Teenage climate activist Greta Thunberg on Friday said calls to the corporate elite meeting in Davos to immediately disinvest in fossil fuels had been ignored.
"We had a few demands (coming into the World Economic Forum). Of course these demands have been completely ignored. We expected nothing less," Thunberg told reporters in the Swiss ski resort on the last day of the conference.
Thunberg was a highlight of the 50th edition of the conference, drawing massive attention including barbs by US Secretary Steven Mnuchin who on Thursday told the teen to go "study economics".
Asked about Mnuchin's comments, the Swede said: "Of course it has no effect. We are being criticised like that all the time."
"If we cared about that, we would not be able to do what we do. We put ourselves in the spotlight."
The spat between Mnuchin and Thunberg underlined the tensions over climate change at the World Economic Forum (WEF) in Davos, where governments and major firms have come under pressure to act now on global warming.
Asked about the 17-year-old's demand for an immediate halt to investment in fossil fuels, Mnuchin said on Thursday: "Is she the chief economist? Who is she?

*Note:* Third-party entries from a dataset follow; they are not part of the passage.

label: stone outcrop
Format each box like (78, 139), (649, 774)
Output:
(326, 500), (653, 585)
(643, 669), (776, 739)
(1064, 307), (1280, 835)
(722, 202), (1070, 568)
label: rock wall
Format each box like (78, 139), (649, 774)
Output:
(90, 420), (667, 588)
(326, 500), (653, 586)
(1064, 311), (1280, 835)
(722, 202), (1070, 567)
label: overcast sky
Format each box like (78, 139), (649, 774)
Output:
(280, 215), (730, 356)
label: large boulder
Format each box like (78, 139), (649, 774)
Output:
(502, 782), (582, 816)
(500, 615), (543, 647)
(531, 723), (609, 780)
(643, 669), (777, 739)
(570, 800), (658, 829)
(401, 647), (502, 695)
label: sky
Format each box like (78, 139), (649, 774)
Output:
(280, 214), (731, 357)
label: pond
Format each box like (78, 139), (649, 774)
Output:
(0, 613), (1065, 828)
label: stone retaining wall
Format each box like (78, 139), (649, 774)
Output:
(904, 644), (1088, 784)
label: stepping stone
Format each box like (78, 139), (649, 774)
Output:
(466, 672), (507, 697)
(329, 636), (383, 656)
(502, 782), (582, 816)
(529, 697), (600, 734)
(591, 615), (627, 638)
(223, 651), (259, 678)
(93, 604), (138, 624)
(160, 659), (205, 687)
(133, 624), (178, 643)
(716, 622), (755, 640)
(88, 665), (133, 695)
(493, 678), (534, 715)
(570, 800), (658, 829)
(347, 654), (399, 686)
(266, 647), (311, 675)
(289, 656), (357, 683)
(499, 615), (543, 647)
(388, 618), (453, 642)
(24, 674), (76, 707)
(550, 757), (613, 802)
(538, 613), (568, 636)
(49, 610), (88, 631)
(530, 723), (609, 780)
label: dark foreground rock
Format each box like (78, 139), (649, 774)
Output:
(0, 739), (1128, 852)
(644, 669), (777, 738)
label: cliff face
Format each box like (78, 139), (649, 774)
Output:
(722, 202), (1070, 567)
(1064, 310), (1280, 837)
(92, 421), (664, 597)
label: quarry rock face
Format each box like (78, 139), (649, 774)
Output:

I'm confused," adding after a pause that it was "a joke". "After she goes and studies economics in college, she can come back and explain that to us."
In a speech on Tuesday, US President Donald Trump castigated the "prophets of doom" that predict a climate "apocalypse", in comments widely seen as an attack on Thunberg who sat in the audience.
But either by accident or design, there was no meeting between Trump and Thunberg at the forum.